Today, Talat Phlu is most famous for its street food, with gui chai still standing out as the symbol of the neighbourhood. Alongside the culinary scene, many traditional shophouses and old buildings decorated with delicate Chinese-style stucco and wooden fretwork remain, offering visitors a glimpse of its rich cultural past.

==Area==
The name "Talat Phlu" could be taken in a broad sense to encompass the areas of Talat Phlu (subdistrict), Bang Yi Ruea, Bukkhalo, Dao Khanong, it is more often used to refer to the subdistrict only. This area is also known as the origin of the Hong Thai (inhaler) brand.

== Transportation ==
Talat Phlu can be reached by the State Railway of Thailand (SRT)'s Talat Phlu railway station on Mae Klong Railway Line.

The area is close to Talat Phlu BTS station on the BTS Skytrain's Silom Line, as well as Pho Nimit BTS and Wutthakat BTS stations.

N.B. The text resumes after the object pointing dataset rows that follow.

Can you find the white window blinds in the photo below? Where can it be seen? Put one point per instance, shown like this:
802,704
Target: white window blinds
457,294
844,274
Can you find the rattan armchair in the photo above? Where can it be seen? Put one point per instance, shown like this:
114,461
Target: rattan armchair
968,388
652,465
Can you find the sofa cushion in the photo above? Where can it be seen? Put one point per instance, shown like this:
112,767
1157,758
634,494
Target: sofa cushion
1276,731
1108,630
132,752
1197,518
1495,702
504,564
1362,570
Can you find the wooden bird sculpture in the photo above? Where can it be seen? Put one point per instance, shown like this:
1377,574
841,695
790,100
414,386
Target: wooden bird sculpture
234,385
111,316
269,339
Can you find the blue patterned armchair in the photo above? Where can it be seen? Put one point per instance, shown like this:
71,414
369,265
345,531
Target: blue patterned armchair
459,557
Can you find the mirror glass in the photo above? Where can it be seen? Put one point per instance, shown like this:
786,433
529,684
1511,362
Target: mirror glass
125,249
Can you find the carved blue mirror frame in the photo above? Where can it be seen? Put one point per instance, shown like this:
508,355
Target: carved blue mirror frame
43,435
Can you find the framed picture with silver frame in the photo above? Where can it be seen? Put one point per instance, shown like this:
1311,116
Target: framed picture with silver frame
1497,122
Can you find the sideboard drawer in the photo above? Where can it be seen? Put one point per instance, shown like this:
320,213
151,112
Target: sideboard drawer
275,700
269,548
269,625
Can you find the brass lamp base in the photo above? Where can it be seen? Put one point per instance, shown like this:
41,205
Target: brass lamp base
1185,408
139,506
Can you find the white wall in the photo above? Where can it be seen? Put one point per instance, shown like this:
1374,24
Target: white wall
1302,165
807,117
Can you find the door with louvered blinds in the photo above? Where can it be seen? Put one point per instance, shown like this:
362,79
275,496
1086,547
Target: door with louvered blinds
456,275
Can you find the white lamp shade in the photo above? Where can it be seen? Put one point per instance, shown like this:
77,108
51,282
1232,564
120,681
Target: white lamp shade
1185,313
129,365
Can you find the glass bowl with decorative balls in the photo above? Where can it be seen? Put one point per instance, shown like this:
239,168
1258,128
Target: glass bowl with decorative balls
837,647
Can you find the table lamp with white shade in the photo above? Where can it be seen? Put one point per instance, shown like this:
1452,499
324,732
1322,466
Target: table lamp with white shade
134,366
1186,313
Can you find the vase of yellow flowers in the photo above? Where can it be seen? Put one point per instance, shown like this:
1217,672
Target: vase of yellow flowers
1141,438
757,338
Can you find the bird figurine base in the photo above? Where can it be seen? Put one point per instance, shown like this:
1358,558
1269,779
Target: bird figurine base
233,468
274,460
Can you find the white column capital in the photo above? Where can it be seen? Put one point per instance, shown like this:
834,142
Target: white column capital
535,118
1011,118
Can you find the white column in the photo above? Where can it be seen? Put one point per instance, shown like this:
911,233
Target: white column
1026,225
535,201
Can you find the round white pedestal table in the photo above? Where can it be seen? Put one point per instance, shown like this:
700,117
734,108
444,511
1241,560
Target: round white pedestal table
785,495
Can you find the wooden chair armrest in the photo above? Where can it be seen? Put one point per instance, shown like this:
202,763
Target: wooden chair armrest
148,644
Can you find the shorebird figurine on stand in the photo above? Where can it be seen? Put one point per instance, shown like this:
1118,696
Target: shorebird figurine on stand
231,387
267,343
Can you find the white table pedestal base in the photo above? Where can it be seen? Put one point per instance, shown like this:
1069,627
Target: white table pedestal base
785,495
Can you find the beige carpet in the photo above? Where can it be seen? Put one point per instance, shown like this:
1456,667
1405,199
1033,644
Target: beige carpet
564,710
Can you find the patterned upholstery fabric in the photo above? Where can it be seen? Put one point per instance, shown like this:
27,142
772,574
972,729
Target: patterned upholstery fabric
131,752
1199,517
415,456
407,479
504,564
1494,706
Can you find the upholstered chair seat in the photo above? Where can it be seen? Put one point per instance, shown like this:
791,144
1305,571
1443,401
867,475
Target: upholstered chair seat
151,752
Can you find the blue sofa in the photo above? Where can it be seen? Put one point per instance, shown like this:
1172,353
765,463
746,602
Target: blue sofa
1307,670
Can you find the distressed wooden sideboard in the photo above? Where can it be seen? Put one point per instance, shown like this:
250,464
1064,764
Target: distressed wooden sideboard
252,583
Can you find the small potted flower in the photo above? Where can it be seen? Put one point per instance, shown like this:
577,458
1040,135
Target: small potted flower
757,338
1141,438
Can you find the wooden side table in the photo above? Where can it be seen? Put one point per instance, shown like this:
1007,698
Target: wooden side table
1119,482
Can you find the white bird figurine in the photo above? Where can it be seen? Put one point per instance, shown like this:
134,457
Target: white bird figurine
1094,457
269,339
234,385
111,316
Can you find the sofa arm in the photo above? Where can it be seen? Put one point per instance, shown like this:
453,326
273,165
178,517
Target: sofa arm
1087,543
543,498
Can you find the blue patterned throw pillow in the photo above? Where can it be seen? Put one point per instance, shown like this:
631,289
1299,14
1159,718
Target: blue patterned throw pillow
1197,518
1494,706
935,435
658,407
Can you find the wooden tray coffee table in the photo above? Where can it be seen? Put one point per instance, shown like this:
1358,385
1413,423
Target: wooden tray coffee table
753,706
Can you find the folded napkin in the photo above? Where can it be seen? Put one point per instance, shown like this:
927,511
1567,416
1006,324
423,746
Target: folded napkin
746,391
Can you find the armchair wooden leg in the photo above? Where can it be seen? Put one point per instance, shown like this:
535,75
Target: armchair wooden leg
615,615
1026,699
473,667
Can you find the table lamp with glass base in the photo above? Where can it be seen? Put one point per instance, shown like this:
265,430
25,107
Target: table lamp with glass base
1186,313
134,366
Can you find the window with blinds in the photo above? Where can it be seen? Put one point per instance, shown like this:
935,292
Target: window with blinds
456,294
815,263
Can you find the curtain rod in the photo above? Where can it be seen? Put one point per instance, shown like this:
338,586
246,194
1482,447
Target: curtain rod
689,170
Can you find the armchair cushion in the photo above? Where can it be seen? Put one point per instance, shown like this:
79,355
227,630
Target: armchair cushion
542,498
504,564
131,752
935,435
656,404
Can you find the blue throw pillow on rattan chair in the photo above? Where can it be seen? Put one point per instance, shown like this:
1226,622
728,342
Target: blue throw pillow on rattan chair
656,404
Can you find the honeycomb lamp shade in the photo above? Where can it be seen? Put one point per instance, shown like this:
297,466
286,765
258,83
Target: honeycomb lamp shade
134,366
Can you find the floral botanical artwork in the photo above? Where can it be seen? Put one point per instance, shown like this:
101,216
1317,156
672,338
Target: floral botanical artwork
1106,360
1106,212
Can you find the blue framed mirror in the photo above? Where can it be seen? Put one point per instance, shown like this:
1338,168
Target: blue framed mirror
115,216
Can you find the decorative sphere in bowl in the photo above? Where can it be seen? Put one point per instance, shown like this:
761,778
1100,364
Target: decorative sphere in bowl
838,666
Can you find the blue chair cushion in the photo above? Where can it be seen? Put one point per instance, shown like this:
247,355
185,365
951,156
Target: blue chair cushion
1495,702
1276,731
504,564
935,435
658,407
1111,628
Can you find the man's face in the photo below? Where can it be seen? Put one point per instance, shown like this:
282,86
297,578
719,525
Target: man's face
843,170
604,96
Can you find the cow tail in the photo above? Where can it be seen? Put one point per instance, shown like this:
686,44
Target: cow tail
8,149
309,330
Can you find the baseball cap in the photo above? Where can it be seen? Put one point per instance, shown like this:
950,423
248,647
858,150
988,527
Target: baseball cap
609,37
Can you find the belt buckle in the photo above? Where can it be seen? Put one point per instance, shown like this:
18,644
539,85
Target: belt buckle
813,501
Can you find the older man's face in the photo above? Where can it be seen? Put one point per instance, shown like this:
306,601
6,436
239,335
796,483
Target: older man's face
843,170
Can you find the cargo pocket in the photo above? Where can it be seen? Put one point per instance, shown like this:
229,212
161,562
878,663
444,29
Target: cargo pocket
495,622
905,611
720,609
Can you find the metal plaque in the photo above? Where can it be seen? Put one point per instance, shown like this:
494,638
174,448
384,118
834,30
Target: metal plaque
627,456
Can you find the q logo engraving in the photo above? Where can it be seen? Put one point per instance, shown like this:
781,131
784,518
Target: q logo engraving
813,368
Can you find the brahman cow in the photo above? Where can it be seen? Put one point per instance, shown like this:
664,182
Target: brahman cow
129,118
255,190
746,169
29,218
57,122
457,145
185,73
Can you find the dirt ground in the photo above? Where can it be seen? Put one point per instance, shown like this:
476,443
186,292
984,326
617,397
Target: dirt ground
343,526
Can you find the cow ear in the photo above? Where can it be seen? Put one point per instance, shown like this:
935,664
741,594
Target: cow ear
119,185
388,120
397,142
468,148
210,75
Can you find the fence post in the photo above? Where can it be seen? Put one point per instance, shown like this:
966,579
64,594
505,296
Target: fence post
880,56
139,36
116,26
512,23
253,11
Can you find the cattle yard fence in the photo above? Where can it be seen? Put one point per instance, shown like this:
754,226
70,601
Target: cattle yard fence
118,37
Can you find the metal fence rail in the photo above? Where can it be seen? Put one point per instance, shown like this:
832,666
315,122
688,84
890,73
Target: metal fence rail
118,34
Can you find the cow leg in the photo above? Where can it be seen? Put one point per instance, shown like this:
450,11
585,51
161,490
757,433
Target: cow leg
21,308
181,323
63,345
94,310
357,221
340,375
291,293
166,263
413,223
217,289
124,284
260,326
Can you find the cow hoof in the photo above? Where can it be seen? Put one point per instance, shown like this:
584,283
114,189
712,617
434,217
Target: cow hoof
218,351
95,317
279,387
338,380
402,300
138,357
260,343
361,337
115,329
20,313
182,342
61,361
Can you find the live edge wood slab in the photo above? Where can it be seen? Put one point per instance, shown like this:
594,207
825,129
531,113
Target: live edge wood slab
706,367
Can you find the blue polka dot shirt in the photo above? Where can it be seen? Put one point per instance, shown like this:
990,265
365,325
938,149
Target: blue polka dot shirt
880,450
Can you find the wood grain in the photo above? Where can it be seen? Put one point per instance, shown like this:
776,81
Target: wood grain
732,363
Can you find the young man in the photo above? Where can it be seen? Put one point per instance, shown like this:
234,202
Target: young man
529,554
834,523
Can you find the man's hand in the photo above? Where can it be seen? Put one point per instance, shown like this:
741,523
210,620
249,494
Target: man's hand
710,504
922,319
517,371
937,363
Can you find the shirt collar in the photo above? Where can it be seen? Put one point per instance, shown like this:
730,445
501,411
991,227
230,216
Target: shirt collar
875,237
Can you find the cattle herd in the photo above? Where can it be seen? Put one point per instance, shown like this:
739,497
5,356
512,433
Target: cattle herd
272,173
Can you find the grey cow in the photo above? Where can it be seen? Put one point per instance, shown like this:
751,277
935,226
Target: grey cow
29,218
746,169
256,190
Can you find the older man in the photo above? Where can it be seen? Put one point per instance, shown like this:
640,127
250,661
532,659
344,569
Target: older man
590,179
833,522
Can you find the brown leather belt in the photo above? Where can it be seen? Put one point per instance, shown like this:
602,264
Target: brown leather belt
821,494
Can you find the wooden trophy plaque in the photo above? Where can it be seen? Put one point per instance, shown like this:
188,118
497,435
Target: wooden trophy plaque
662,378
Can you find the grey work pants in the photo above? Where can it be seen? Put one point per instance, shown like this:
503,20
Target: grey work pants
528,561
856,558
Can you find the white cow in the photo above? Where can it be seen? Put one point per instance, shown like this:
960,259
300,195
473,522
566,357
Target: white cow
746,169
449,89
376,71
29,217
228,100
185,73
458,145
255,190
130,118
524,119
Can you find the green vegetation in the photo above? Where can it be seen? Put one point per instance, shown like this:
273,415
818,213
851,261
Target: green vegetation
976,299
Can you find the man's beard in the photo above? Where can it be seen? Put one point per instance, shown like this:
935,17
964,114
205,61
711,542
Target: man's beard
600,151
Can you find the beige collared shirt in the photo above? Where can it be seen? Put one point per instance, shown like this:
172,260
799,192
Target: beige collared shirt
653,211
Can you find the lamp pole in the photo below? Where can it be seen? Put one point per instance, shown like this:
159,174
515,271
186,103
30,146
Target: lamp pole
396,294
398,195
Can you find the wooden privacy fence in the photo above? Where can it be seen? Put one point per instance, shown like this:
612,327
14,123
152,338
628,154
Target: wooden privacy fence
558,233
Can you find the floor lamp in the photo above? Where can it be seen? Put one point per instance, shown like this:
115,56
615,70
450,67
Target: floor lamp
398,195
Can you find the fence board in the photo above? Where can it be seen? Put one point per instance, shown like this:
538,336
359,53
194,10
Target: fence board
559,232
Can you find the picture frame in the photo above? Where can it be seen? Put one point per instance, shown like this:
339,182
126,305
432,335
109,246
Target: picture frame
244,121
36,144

Ratchadaphisek and Thoet Thai Roads are the main streets of the area. Soi Phet Kasem 23 (Soi Punyalit Seni) is a shortcut to reach Talat Phlu from Phet Kasem Road in Phasi Charoen area.

Talat Phlu is also served by several bus lines, including (Thoet Thai side) 4 (3-36), 9, 43, 111 (4-20), 3-54, as well as at least two rot kapoh (local minibus) lines, and (Ratchadaphisek side), such as 15 (4-2), 57 (4-41), 68 (4-12), 101 (4-5), 108 (4-19), 147 (4-25), 195 (3-50), 205 (3-51).

== In popular culture ==
Talat Phlu, along with Talat Phlu railway station, is mentioned in the 2024 film How to Make Millions Before Grandma Dies as the residence of the female protagonist, Mengju or Ama, and is also the actual filming location.